The invention belongs to pharmaceutical technology field, and in particular to a kind of pharmaceutical composition containing Suo Feibuwei, described pharmaceutical composition contain Suo Feibuwei, filler, surfactant.The product stability of the invention of the present invention is good, and dissolution is complete, has more outstanding product quality;Operation is simple for the production of the present invention, is suitable for industrial production.

Description

A kind of pharmaceutical composition containing Suo Feibuwei
Technical field
The invention belongs to pharmaceutical technology field, and in particular to a kind of pharmaceutical composition containing Suo Feibuwei and its tablet Preparation method.
Background technology
Hepatitis C(Hepatitis)Come from HCV(HCV)Infection, mainly passes through contact infection person's blood born.Third Liver can be divided into it is acute with it is chronic.Acute hepatitis c virus infection refers to the acute disease in initial 6 months after hepatitis c virus infection.For For most people, acute infection generally translates into chronic infection.Chronic hepatitis C virus infection refers to that hepatitis C virus is deposited for a long time The chronic disease stayed in human body.Hepatitis c virus infection can cause serious liver diseases, such as hepatic sclerosis and liver with even lifelong Cancer.75%~85% can develop into chronic hepatitis C virus infection in hepatitis c virus infection person, and 60%~70% can develop into chronic liver disease, 5%~20% can develop into hepatic sclerosis between 20 to 30 years, and 1%~5% can die from hepatic sclerosis or liver cancer.

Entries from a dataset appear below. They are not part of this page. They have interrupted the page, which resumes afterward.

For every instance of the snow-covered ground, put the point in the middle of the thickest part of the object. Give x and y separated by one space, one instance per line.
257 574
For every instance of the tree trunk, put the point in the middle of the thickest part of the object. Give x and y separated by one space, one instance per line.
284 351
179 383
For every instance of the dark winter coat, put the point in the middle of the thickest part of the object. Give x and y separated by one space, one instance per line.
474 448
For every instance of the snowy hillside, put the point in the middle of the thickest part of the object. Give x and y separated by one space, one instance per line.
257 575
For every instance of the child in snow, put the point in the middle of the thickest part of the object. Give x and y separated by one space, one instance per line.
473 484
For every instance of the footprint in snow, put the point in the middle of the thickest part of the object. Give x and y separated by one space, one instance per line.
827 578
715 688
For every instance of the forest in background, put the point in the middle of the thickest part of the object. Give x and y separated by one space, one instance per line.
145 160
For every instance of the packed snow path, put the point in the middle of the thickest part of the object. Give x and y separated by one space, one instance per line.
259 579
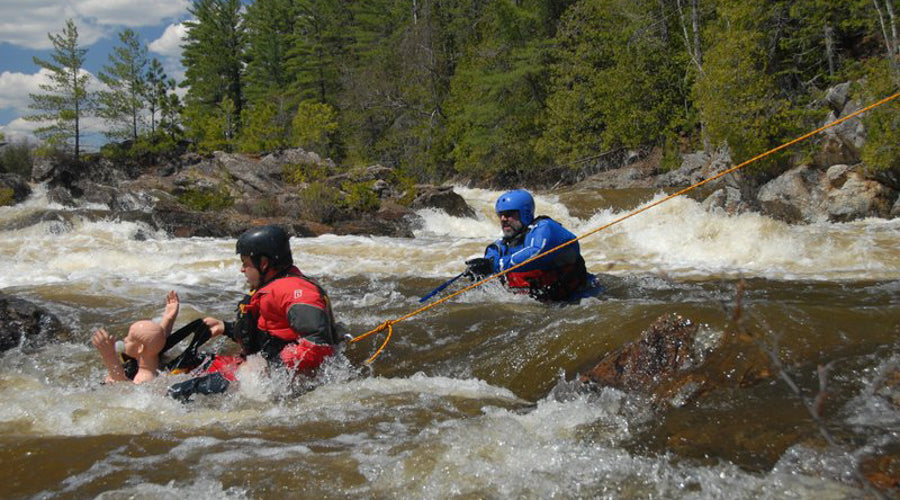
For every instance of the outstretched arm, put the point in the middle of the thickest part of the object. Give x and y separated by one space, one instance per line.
106 345
172 305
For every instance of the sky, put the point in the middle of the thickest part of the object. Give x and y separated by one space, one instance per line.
24 25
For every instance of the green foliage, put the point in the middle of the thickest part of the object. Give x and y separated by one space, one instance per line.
265 126
314 126
6 197
615 83
66 100
307 172
211 130
320 203
213 56
206 200
16 158
882 148
270 27
737 98
497 94
122 105
163 103
320 49
360 198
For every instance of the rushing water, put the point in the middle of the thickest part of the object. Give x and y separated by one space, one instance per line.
474 398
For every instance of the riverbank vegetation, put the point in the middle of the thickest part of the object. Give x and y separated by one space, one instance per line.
494 92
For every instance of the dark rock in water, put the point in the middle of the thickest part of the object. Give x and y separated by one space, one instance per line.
25 324
442 198
676 361
18 185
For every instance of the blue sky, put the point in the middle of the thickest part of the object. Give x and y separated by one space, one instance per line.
24 25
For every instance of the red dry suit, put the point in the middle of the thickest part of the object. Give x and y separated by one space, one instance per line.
288 320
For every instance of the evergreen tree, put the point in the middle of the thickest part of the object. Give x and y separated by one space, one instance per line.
67 100
498 92
123 104
314 126
213 57
320 49
270 28
615 83
736 95
156 90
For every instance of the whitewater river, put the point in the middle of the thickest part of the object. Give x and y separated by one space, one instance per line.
473 399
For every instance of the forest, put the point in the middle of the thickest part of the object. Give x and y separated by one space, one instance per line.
489 92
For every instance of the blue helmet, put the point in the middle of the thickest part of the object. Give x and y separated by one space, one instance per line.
520 201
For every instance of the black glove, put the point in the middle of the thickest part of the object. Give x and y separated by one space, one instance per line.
479 268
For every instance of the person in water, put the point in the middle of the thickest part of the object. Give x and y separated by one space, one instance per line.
286 317
144 343
559 276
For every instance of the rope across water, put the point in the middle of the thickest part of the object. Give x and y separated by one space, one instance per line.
389 324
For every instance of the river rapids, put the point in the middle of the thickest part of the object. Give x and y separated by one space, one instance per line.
474 398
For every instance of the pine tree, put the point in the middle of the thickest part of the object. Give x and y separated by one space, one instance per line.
123 104
213 57
155 91
270 29
498 91
320 47
67 100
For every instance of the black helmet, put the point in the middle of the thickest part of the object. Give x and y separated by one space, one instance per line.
269 241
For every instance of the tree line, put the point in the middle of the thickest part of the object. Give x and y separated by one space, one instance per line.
490 90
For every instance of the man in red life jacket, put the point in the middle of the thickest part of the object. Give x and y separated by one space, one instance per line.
286 317
559 276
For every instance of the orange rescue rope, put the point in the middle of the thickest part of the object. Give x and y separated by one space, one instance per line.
389 325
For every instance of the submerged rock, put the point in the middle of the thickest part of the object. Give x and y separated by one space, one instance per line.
25 324
676 361
442 198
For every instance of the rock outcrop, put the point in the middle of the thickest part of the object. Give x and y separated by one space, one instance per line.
676 361
223 194
24 324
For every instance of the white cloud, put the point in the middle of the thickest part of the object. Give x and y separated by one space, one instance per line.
27 22
131 12
169 43
91 129
15 87
168 46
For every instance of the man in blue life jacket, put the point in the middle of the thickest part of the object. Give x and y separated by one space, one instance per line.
559 276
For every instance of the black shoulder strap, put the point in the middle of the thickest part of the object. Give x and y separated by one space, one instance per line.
178 335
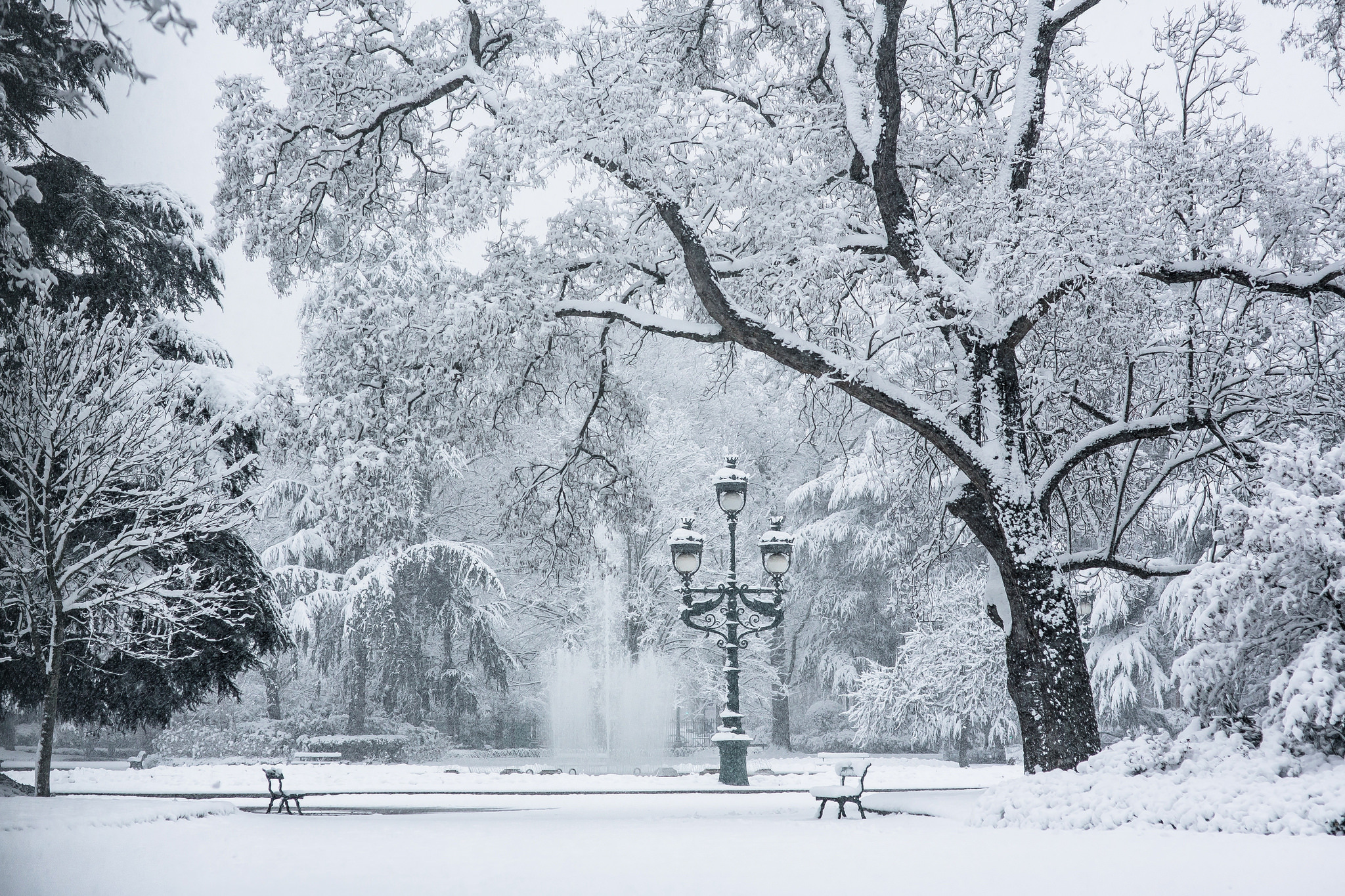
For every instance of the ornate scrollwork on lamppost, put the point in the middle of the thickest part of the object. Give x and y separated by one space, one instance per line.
731 612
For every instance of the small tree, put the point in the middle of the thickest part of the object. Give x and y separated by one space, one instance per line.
105 489
948 681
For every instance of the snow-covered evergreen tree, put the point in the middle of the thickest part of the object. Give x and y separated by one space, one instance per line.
114 504
1070 313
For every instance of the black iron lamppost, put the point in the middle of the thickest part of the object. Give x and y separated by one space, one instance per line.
732 612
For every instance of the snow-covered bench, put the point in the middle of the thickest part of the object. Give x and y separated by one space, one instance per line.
844 793
276 788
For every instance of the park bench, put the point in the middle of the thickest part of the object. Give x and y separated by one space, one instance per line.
276 788
844 793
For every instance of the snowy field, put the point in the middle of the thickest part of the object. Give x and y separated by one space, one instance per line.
30 813
797 774
607 845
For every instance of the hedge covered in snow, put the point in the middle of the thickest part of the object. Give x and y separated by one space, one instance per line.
385 747
1199 781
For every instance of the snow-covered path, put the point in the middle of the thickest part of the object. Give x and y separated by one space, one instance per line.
643 844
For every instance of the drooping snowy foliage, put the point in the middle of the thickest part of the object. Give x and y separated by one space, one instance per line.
1129 651
116 512
877 196
1264 625
1206 781
948 683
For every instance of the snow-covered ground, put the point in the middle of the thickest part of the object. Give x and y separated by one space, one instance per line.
1197 782
801 774
32 813
608 845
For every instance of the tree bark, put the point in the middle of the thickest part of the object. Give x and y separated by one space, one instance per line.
780 692
1048 675
51 702
271 677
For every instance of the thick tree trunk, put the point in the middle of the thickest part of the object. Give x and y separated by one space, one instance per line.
1048 675
50 703
358 685
779 692
271 677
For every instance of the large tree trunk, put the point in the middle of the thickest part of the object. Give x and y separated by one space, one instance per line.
271 677
51 702
1048 675
780 692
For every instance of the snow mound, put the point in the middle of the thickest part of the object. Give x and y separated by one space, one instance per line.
1201 781
64 813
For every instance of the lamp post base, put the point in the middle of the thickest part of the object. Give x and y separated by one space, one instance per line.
734 762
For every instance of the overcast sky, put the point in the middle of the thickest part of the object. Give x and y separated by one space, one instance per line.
164 132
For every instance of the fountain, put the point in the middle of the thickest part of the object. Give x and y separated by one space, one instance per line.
609 712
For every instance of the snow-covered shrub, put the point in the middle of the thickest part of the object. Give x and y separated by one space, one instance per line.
355 747
1202 779
948 683
824 716
1265 624
194 740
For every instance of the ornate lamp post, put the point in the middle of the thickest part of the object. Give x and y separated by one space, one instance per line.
732 612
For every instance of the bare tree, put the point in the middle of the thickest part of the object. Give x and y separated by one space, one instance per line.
1074 304
104 484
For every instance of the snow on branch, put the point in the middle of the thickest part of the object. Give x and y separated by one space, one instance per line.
1107 437
864 136
1071 11
1327 280
854 378
645 320
1103 559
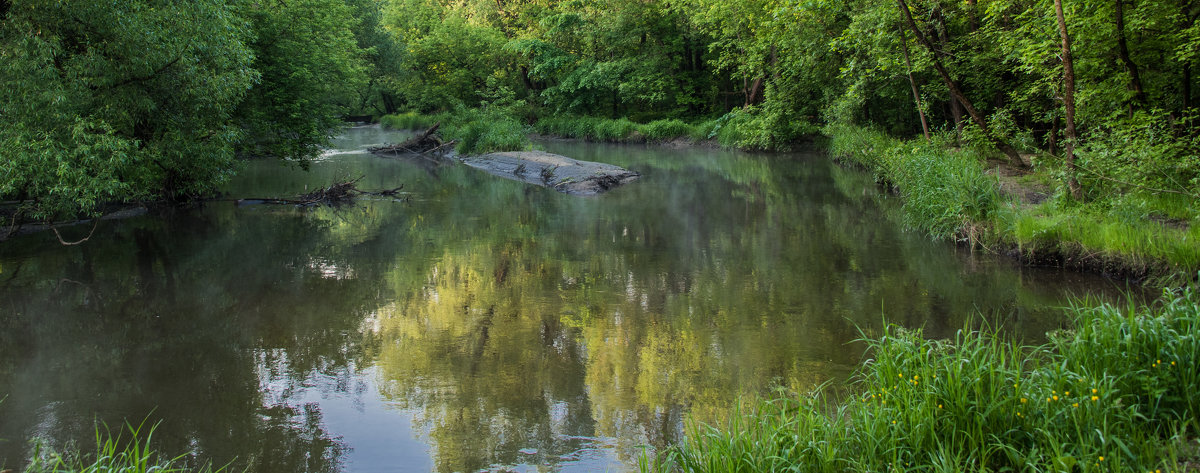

Treatment currently for hepatitis is mainly the use in conjunction of a variety of antiviral drugs.In December, 2013 in U.S. The medicine Suo Feibuwei (Sofosbuvir) of state's Initial Public Offering, chemical name are N- [[P (S), 2 ' R] -2 '-deoxidations -2 '-fluoro- 2 '-methyl-P- phenyl -5 '-uridine acyl group]-L- isopropyl propionates, molecular formula: C22H29FN3O9P, it is that a kind of white is extremely or white Color crystalline solid, is slightly soluble in water.
Suo Feibuwei is a kind of NS5B AG14361s, is without the use of interferon to the HCV of some genotype, can Side effect is reduced, there is the effect of good.
The content of the invention
, should the medicine containing Suo Feibuwei it is an object of the invention to provide a kind of new pharmaceutical composition containing Suo Feibuwei The stability of compositions is good, and dissolution rate is good.
It is another object of the present invention to provide a kind of preparation method of the pharmaceutical composition containing Suo Feibuwei, the party Method is adapted to industrial production.
Specifically, the invention provides:
A kind of pharmaceutical composition containing Suo Feibuwei, contains:Suo Feibuwei, filler, surfactant.
The described pharmaceutical composition containing Suo Feibuwei is tablet.
The described pharmaceutical composition containing Suo Feibuwei, the weight ratio of each component are:
The parts by weight of Suo Feibuwei 30 ~ 50
The parts by weight of surfactant 3 ~ 5
The parts by weight of filler 30 ~ 60.
The one kind of described filler in microcrystalline cellulose, Lactis Anhydrous, amylum pregelatinisatum, PVP, mannitol It is or several.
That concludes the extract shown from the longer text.